I love wikis, but hate assessing them. Wait, I hate assessing everything. Anyway, I did a few history projects on wikis I loved, and wikispaces invited me to present them in this webinar: http://beyond-school.org/2008/10/24/wikispaces-webinar/
Would love to hear your thoughts.
February 15, 2009 at 11:51 am
The last one, I swear: a blogging for current events assignment: http://beyond-school.org/2008/10/18/diigo-blogging-current-events/
March 1, 2009 at 5:31 pm
Wow – I need to check my comments more frequently. Clay, thanks for the links. I checked them both out, and now I have a few questions (hopefully you are still following this post):
The Google News/Diigo idea is very cool – very cool. What I’m wondering is whether or not it’s worth the time to set up all this cool IT stuff with my class, when I could have them do some of the same things in a more traditional manner? For instance, is it better to do this electronically rather than to have kids print out an article, read and annotate it, and then bring it to class for discussion and debate with peers? I feel intuitively that it might be better, but I’m not sure why – and I’m not sure if that’s a good enough reason to devote time and resources to it.
Second question: I know you said you hate assessing this kind of stuff – so how do/did you assess the Google News/Diigo project without it losing the technological “sex appeal”?

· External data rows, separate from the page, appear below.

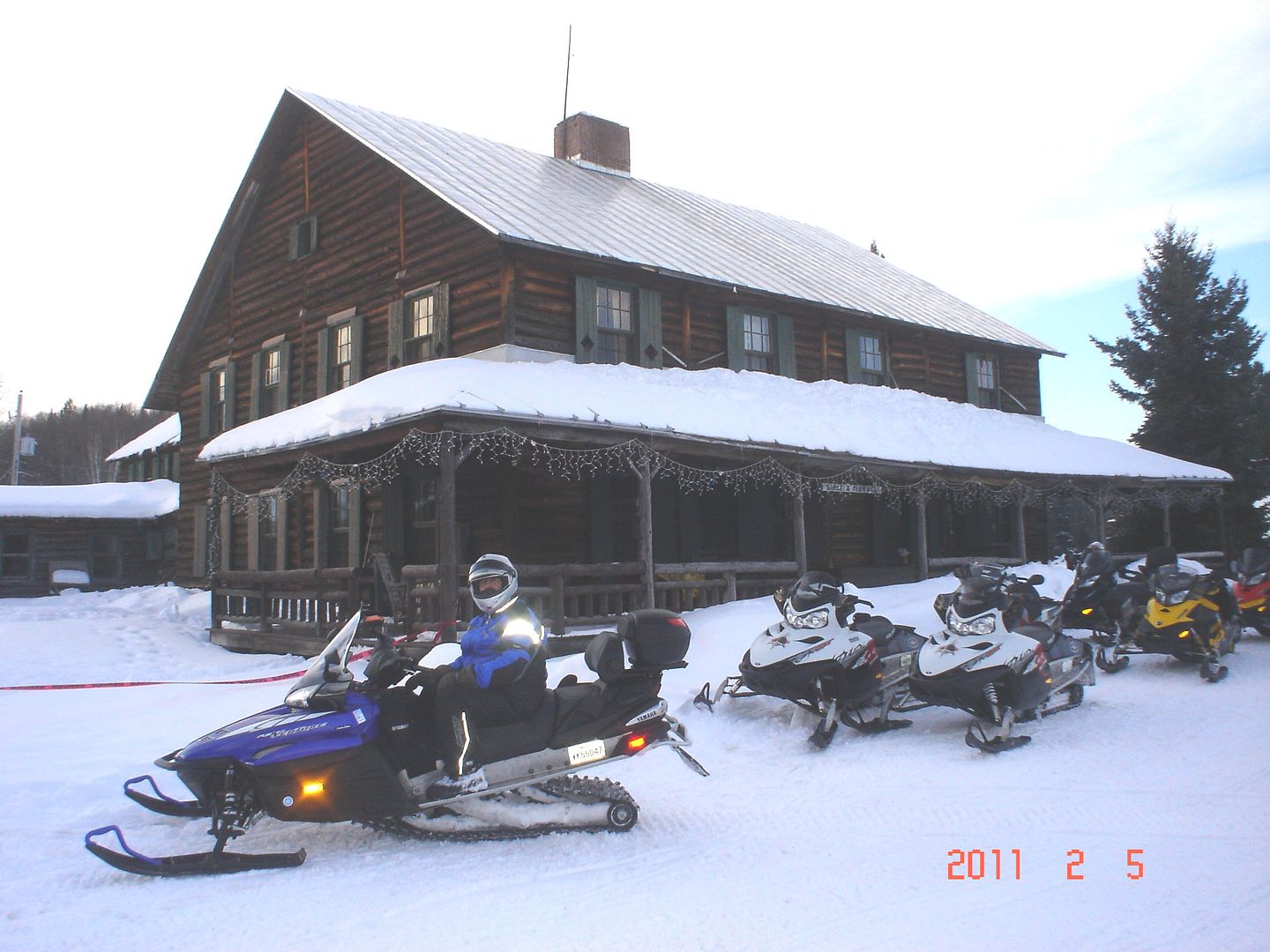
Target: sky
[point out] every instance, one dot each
(1018, 156)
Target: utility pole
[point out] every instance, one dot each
(17, 441)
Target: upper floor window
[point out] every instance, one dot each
(866, 357)
(340, 352)
(342, 357)
(14, 555)
(422, 328)
(759, 340)
(983, 381)
(220, 401)
(303, 238)
(617, 323)
(217, 386)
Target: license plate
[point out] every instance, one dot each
(586, 753)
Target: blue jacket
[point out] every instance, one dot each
(504, 648)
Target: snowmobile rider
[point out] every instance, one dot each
(499, 678)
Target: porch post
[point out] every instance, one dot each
(923, 565)
(447, 532)
(799, 531)
(644, 473)
(1020, 533)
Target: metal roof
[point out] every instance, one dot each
(522, 196)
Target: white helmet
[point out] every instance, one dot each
(493, 583)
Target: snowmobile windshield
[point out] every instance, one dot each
(326, 668)
(1255, 562)
(1095, 562)
(975, 596)
(813, 591)
(1174, 580)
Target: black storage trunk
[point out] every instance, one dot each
(655, 637)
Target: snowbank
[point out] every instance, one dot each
(863, 421)
(164, 433)
(94, 501)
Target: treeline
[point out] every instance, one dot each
(71, 444)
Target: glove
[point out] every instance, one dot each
(386, 666)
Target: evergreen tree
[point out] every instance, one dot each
(1192, 360)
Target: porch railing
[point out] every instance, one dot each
(300, 602)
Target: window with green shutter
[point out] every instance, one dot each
(617, 323)
(759, 340)
(866, 357)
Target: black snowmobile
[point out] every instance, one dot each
(831, 659)
(331, 755)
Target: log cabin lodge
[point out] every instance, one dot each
(410, 346)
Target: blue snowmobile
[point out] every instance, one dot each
(329, 755)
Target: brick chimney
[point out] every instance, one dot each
(594, 144)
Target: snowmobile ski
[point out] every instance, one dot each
(216, 861)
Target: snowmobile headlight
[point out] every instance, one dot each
(811, 620)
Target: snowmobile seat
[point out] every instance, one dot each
(874, 626)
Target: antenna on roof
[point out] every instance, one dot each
(566, 63)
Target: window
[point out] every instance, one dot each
(615, 326)
(217, 392)
(421, 521)
(983, 381)
(104, 559)
(303, 238)
(340, 502)
(758, 342)
(220, 400)
(866, 357)
(267, 556)
(421, 335)
(14, 555)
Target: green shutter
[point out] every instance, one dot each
(355, 334)
(441, 320)
(736, 338)
(785, 362)
(972, 378)
(230, 394)
(852, 348)
(283, 375)
(205, 418)
(257, 383)
(397, 334)
(649, 328)
(323, 361)
(586, 320)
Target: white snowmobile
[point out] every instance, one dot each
(830, 659)
(1000, 659)
(334, 753)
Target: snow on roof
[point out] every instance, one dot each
(748, 407)
(95, 501)
(530, 197)
(158, 435)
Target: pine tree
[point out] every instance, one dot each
(1192, 358)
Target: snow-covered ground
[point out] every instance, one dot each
(782, 847)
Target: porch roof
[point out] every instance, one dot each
(97, 501)
(856, 421)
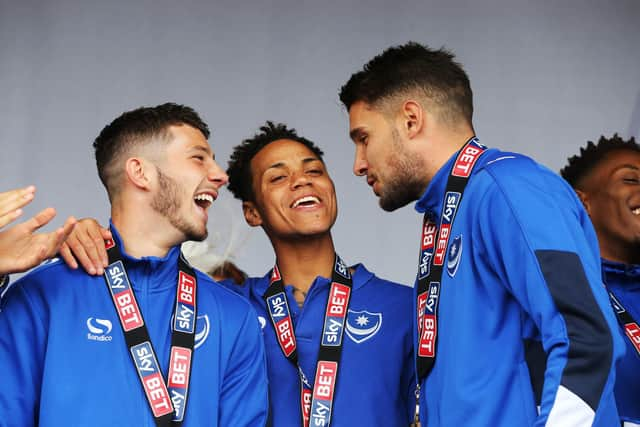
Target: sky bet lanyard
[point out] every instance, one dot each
(162, 400)
(627, 322)
(433, 250)
(316, 404)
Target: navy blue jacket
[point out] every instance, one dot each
(65, 361)
(624, 282)
(376, 380)
(525, 266)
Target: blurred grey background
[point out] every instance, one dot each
(547, 76)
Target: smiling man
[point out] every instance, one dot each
(507, 254)
(338, 339)
(153, 340)
(606, 177)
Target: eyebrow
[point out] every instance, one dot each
(626, 166)
(305, 161)
(355, 133)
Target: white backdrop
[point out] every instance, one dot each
(547, 76)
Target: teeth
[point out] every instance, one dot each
(204, 197)
(306, 199)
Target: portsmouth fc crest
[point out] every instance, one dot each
(362, 325)
(455, 253)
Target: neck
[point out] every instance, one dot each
(142, 232)
(440, 144)
(300, 262)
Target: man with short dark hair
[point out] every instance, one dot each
(507, 254)
(606, 177)
(153, 341)
(338, 339)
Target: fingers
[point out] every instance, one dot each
(10, 217)
(105, 235)
(40, 219)
(51, 242)
(86, 244)
(65, 253)
(15, 199)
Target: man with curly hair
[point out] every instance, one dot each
(338, 339)
(606, 177)
(508, 257)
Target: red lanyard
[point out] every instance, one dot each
(433, 249)
(630, 326)
(316, 404)
(168, 404)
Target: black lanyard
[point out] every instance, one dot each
(433, 250)
(168, 404)
(630, 326)
(316, 404)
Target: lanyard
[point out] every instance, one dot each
(433, 250)
(168, 404)
(630, 326)
(316, 403)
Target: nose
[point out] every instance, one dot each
(360, 165)
(299, 179)
(217, 175)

I’m thinking about a few other ideas, as well. I have debated on creating a class current events blog, with guest student-contributors. The idea would be to allow students to share their current events interests in an open and interesting forum. The only question I have is, would students actually want to read a current events blog, even if it was student-created and student-authored? Another idea I had was to encourage students to use something like Google News to follow a news story for a few weeks, and then create a podcast about that. Again, it has potential for good and potential for lame-ness.
Any thoughts?
March 2, 2009 at 8:11 pm
I say hands down it’s better.
1. You’re talking one article. I’m talking extensive reading, as a habit, across weeks or months on a topic.
2. You’re talking a classroom’s clock-time – that limits discussion in all sorts of negative ways. I’m talking always-open discussion (like this comment thread).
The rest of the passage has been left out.